El dato definitivo que reflejan los números oficiales es contundente: Santiago del Estero recuperó el primer puesto absoluto en el Ranking de Indicadores Fiscales en este 2025. Nuestra provincia, que ya había tocado la cima en 2023 y había quedado segunda durante el reajuste del 2024, volvió a subirse al escalón más alto de la Argentina.
El logro adquiere un valor doble si se mira el contexto general, donde el mapa nacional muestra realidades alarmantes, con provincias vecinas y patagónicas sumergidas en el fondo de la tabla debido a sus severas crisis financieras. El informe desmenuza diez indicadores clave, entre los que sobresalen el resultado financiero positivo, el bajísimo nivel de endeudamiento y una envidiable autonomía de recursos.
Récord absoluto en obras públicas
Pero si hay un ítem donde Santiago directamente aplastó a la competencia y marcó una distancia abismal, es en el gasto de capital, que no es otra cosa que la inversión real en infraestructura, escuelas, rutas y plantas potabilizadoras para la gente. Los gráficos del IERAL son demoledores, nuestra provincia destina un impactante 25,4% de su presupuesto total a la obra pública, liderando cómodamente el pelotón nacional.

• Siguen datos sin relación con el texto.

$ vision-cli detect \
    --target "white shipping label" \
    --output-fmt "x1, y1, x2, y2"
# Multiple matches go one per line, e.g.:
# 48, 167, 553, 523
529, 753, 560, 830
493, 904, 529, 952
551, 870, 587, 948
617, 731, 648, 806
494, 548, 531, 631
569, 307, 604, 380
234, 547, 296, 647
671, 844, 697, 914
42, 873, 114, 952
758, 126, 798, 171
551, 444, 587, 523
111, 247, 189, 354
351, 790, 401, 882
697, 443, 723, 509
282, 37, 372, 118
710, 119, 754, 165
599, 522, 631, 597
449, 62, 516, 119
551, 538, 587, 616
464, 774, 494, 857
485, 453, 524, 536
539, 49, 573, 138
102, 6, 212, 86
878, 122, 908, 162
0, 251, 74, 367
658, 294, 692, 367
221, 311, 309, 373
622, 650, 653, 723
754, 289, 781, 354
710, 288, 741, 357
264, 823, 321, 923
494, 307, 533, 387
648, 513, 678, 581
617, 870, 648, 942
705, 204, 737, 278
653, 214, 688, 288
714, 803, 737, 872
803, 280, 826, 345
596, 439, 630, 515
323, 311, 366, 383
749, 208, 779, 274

Para tomar dimensión de la magnitud de este porcentaje, el promedio consolidado de todas las provincias juntas apenas llega al 8,5%. Santiago triplica la media nacional y mira desde muy arriba incluso a la opulenta Capital Federal, que destina el 19%, o a La Pampa que se plantó en el 14,8%. Mientras en el resto del territorio argentino las obras se paralizaron por completo, el suelo santiagueño se consolidó como una enorme colmena en plena actividad.
Un oasis frente al déficit general
La investigación de la Fundación Mediterránea enciende luces rojas para la economía federal, advirtiendo que, tras el severo ajuste del 2024, la gran mayoría de las cuentas provinciales volvieron a deteriorarse de forma preocupante en 2025. A nivel general, las erogaciones aumentaron un 6,5% frente a unos ingresos que apenas crecieron el 2,9% en términos reales, provocando un inevitable regreso al déficit financiero masivo.
En medio de ese tembladeral económico, donde el gasto corriente devora los presupuestos de casi todo el país, Santiago del Estero se erige como un verdadero oasis verde en el mapa del IERAL. El manejo equilibrado, ordenado y eficiente que caracteriza a la gestión local le permite a la provincia autofinanciarse, mantenerse lejos de las garras de las deudas asfixiantes y, fundamentalmente, seguir transformando la realidad de los vecinos con fondos propios.